Grafana shows the value changed on all cloudvirts, but not at the same time. I think the value failed to be reapplied after the latest reboot of cloudvirts:

root@cloudvirt1067:~# journalctl -t systemd-sysctl
Jun 26 02:54:47 cloudvirt1067 systemd-sysctl[951]: Couldn't write '8388608' to 'net/netfilter/nf_conntrack_buckets', ignoring: No such file or directory
Jun 26 02:54:47 cloudvirt1067 systemd-sysctl[951]: Couldn't write '33554432' to 'net/netfilter/nf_conntrack_max', ignoring: No such file or directory
Jun 26 02:54:47 cloudvirt1067 systemd-sysctl[951]: Couldn't write '65' to 'net/netfilter/nf_conntrack_tcp_timeout_time_wait', ignoring: No such file or directory

This is probably https://github.com/systemd/systemd/issues/1113

The last change to the value was actually in T387179: MaxConntrack Max conntrack at 90.6% on cloudvirt1039:9100 with patch https://gerrit.wikimedia.org/r/c/operations/puppet/+/1124821 setting the value to 33554432, which is what I see in /etc/sysctl.d/70-nova_conntrack.conf and what I also see in Grafana until the latest reboots.

sysctl --system does fix the issue:

root@cloudvirt1067:~# cat /proc/sys/net/nf_conntrack_max
524288

root@cloudvirt1067:~# sysctl --system

root@cloudvirt1067:~# cat /proc/sys/net/nf_conntrack_max
33554432

So it is probably some form of race condition, similar to T136094: Race condition in setting net.netfilter.nf_conntrack_tcp_timeout_time_wait that I think was fixed only for hosts running ferm, and cloudvirts don't have ferm.

I created a subtask T399212: nf_conntrack_max is not set at boot in cloudvirts to address the root cause of the alert described by this task.
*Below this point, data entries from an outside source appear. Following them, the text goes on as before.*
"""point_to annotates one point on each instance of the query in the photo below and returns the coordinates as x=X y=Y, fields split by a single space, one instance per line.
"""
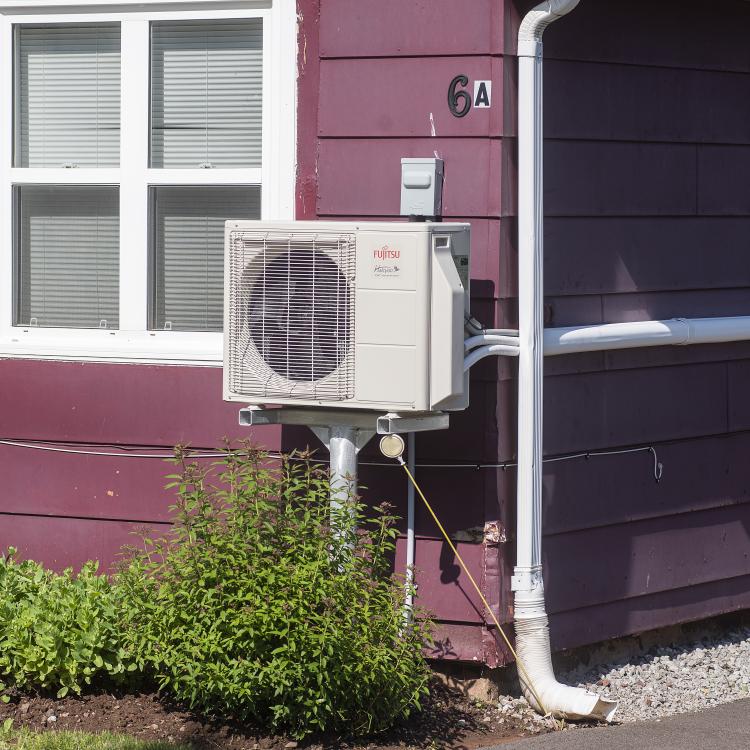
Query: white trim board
x=133 y=342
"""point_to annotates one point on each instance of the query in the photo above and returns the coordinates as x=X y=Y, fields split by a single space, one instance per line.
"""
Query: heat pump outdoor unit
x=356 y=315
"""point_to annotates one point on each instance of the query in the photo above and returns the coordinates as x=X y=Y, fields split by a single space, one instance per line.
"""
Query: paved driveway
x=724 y=728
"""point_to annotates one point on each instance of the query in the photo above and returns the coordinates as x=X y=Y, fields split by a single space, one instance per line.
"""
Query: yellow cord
x=464 y=567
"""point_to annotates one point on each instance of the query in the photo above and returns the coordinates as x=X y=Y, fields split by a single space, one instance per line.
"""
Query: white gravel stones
x=665 y=680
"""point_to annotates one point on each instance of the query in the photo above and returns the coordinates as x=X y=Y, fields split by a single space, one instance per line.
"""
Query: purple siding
x=647 y=218
x=647 y=148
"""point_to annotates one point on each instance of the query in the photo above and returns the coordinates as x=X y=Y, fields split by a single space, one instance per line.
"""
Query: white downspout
x=532 y=628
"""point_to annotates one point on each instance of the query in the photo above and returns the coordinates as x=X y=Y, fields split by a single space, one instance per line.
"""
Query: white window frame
x=132 y=341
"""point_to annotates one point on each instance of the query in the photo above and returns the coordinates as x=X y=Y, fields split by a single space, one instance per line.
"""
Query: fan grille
x=291 y=315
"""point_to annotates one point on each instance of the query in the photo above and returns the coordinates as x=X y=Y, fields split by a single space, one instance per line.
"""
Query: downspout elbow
x=538 y=680
x=537 y=677
x=537 y=20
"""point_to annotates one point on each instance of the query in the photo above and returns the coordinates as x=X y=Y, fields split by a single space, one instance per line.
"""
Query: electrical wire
x=128 y=452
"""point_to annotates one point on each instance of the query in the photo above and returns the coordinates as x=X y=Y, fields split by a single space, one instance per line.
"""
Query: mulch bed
x=449 y=720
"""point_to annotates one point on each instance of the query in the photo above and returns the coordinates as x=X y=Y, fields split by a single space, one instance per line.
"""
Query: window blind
x=188 y=252
x=67 y=256
x=68 y=96
x=206 y=93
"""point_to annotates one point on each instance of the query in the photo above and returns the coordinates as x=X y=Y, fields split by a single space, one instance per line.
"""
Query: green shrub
x=252 y=608
x=57 y=631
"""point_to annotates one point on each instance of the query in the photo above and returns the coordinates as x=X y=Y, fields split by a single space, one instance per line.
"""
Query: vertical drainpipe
x=532 y=627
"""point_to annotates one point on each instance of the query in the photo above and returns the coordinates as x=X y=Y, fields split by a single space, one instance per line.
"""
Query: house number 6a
x=460 y=101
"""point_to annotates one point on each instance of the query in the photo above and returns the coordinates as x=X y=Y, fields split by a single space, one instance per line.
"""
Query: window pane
x=206 y=89
x=67 y=256
x=188 y=252
x=68 y=97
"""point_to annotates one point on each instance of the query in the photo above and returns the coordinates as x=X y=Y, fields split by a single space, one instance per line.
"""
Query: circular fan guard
x=298 y=312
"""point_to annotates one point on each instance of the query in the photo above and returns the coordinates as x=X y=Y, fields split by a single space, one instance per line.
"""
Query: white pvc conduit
x=532 y=628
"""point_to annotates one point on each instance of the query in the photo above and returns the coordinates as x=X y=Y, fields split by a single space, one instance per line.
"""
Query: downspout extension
x=532 y=627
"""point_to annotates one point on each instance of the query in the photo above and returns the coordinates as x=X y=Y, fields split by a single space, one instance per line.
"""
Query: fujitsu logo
x=385 y=253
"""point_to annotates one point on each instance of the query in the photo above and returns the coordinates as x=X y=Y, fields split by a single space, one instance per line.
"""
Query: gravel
x=664 y=680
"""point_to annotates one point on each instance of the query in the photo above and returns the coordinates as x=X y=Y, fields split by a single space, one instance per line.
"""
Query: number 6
x=455 y=96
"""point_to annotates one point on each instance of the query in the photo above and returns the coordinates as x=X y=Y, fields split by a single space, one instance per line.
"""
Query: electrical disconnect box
x=422 y=187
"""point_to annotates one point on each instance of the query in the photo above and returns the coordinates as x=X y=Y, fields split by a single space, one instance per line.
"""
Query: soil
x=449 y=720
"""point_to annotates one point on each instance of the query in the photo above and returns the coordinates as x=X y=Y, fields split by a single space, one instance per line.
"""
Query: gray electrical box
x=422 y=187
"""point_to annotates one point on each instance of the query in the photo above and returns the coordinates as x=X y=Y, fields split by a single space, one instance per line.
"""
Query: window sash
x=206 y=93
x=187 y=252
x=67 y=256
x=133 y=342
x=67 y=95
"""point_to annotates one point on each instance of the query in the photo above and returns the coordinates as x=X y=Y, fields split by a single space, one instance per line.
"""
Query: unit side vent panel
x=291 y=315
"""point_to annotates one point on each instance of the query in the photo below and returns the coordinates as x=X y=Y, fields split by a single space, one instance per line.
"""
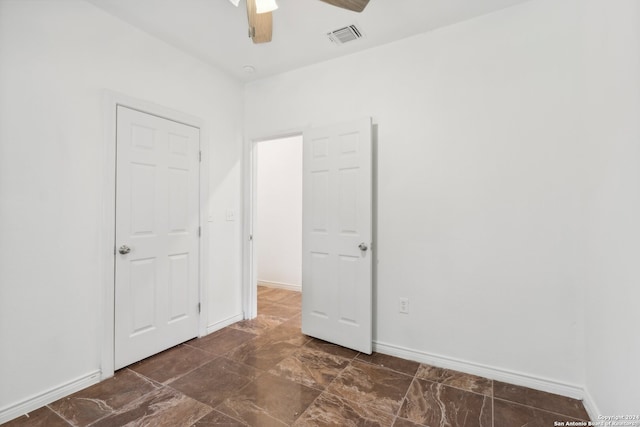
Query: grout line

fnegri closed this task as Resolved.EditedJul 16 2025, 9:57 AM

The alert stopped firing after I updated the nf_conntrack_max value for cloudvirt1067 in T399212#10992507

In T399212: nf_conntrack_max is not set at boot in cloudvirts I also fixed the issue where the setting was not applied correctly at boot, so the correct setting should persist after future reboots.